FeelingFreeThis semester is both light and tiring to me. It is light because I have taken 10 units only. It is tiring because there are no pressures for me to study. Most of my subjects are reviews and I usually not bend every effort to study because I consider it as a review( why study again after all). So I spend most of my time on sleeping , eating and thinking what things I should accomplish. Contrary to my past semesters the pressure,aspirations,discouragement and hope really blend. I was stock in my room in this semester looking for something that is worth achieving. In short, I am stagnant. I do not know what to do, what to accomplish. I know that God has something  better for me  and higher that I could ever imagine but the problem is I do not know it.This immobility causes me to dwell on worthless things.

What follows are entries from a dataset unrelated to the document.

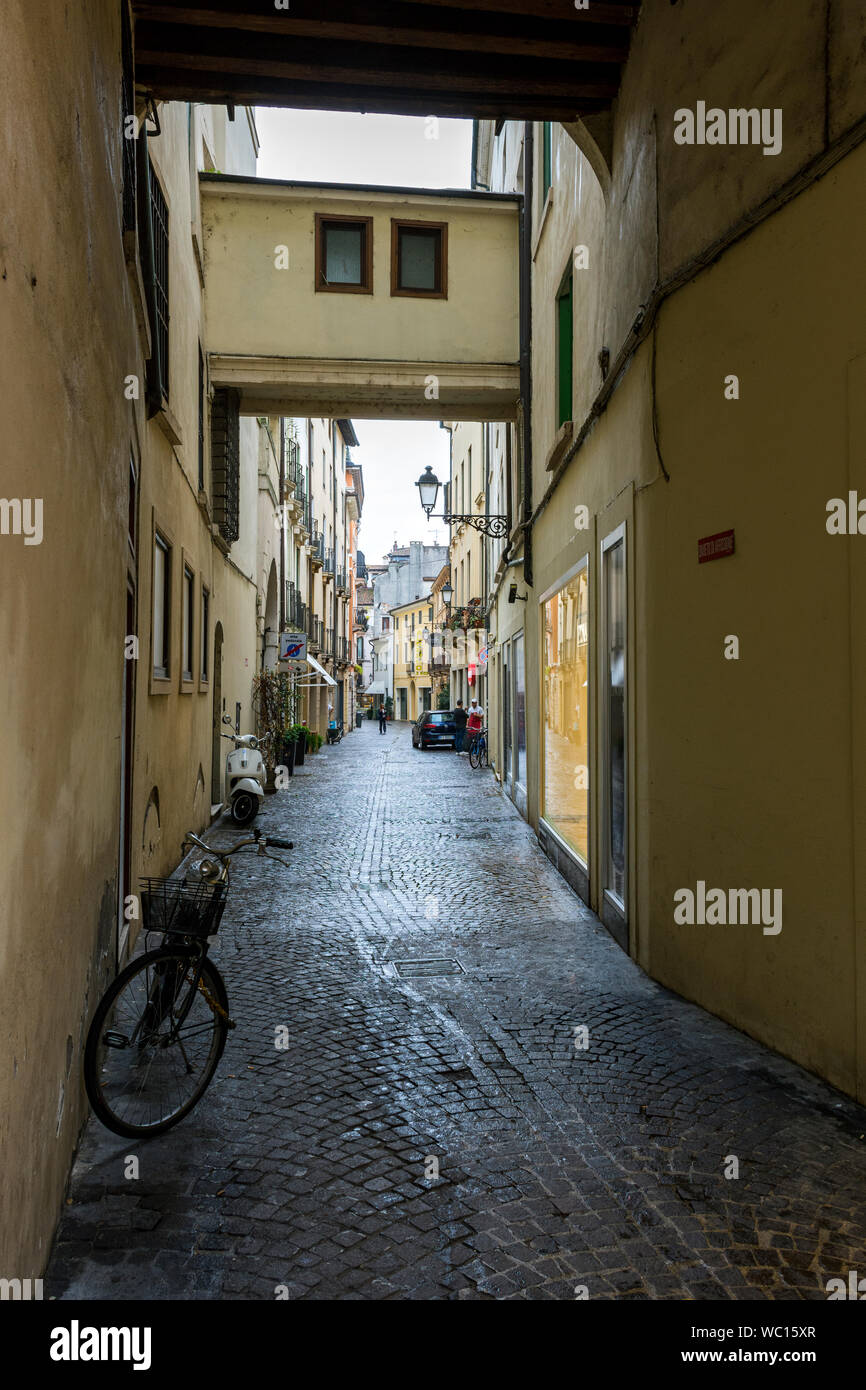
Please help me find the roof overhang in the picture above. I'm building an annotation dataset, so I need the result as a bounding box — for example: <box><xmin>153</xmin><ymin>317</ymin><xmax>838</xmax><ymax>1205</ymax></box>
<box><xmin>132</xmin><ymin>0</ymin><xmax>639</xmax><ymax>121</ymax></box>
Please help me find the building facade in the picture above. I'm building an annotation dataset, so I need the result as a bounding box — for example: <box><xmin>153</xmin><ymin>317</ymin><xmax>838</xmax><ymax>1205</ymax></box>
<box><xmin>475</xmin><ymin>3</ymin><xmax>866</xmax><ymax>1098</ymax></box>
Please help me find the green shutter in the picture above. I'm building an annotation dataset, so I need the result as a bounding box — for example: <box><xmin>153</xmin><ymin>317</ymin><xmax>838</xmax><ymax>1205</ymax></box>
<box><xmin>556</xmin><ymin>275</ymin><xmax>574</xmax><ymax>428</ymax></box>
<box><xmin>541</xmin><ymin>121</ymin><xmax>553</xmax><ymax>206</ymax></box>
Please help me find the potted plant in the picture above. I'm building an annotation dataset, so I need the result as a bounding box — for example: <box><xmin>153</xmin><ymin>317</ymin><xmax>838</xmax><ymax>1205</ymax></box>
<box><xmin>279</xmin><ymin>724</ymin><xmax>297</xmax><ymax>777</ymax></box>
<box><xmin>292</xmin><ymin>724</ymin><xmax>307</xmax><ymax>767</ymax></box>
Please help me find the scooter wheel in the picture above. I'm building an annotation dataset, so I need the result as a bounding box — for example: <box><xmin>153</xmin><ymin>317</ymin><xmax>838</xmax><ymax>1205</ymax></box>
<box><xmin>232</xmin><ymin>791</ymin><xmax>259</xmax><ymax>826</ymax></box>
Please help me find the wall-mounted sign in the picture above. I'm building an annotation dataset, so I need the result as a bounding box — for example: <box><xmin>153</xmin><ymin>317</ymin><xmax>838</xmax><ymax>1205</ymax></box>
<box><xmin>279</xmin><ymin>632</ymin><xmax>307</xmax><ymax>662</ymax></box>
<box><xmin>698</xmin><ymin>531</ymin><xmax>734</xmax><ymax>564</ymax></box>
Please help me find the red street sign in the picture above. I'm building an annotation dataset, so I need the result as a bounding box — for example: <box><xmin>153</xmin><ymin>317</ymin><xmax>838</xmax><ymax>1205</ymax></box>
<box><xmin>698</xmin><ymin>531</ymin><xmax>734</xmax><ymax>564</ymax></box>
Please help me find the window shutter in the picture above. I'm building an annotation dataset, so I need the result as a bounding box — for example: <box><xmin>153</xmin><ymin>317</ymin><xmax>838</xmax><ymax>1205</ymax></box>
<box><xmin>210</xmin><ymin>386</ymin><xmax>240</xmax><ymax>545</ymax></box>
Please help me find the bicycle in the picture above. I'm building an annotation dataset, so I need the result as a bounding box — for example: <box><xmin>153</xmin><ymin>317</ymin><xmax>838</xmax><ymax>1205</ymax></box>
<box><xmin>83</xmin><ymin>830</ymin><xmax>293</xmax><ymax>1138</ymax></box>
<box><xmin>468</xmin><ymin>728</ymin><xmax>487</xmax><ymax>767</ymax></box>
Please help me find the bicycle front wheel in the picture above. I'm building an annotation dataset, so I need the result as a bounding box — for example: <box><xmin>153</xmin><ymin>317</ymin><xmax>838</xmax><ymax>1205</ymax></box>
<box><xmin>85</xmin><ymin>945</ymin><xmax>228</xmax><ymax>1137</ymax></box>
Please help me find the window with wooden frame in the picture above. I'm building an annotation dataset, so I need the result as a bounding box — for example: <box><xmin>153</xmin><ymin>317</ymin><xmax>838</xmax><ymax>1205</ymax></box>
<box><xmin>391</xmin><ymin>217</ymin><xmax>448</xmax><ymax>299</ymax></box>
<box><xmin>153</xmin><ymin>531</ymin><xmax>171</xmax><ymax>681</ymax></box>
<box><xmin>181</xmin><ymin>564</ymin><xmax>196</xmax><ymax>688</ymax></box>
<box><xmin>199</xmin><ymin>584</ymin><xmax>210</xmax><ymax>685</ymax></box>
<box><xmin>150</xmin><ymin>163</ymin><xmax>170</xmax><ymax>400</ymax></box>
<box><xmin>316</xmin><ymin>213</ymin><xmax>373</xmax><ymax>295</ymax></box>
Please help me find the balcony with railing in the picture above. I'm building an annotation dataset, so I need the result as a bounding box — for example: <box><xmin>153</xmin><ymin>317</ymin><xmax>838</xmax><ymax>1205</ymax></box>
<box><xmin>285</xmin><ymin>580</ymin><xmax>307</xmax><ymax>632</ymax></box>
<box><xmin>310</xmin><ymin>521</ymin><xmax>325</xmax><ymax>570</ymax></box>
<box><xmin>304</xmin><ymin>607</ymin><xmax>322</xmax><ymax>652</ymax></box>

I spend most of my time and  money for nothing. Posting on facebook for pretensions and nothing on it aretrue.After these worthless routine, I end up much worst and even more  thirsty as before.I wept and realized my need of intimate  personal relationship with my Savior..I still have my devotionals, I read the Bible every time I wake up and before going to slept, I pray oftentimes, but as I do these things my heart stills seek for an intimacy of my Savior. I just need to talk to God as a personal friend. i just need to read His word as if He is writing to me. Yet amidst of this realization of my own imperfection, I am thankful that my life is not about me and my failures. It is about Jesus who came to this world and died for me that I may live. It is about Him working for me and in me that I may be just exactly as He wanted me to be. I just need to trust Him. Whether this semester may be not too stimulating, God is with me. God will take my condition, accept my worst and transform my life into  more meaningful.Because I know that God is working in me and for me this semester for something real.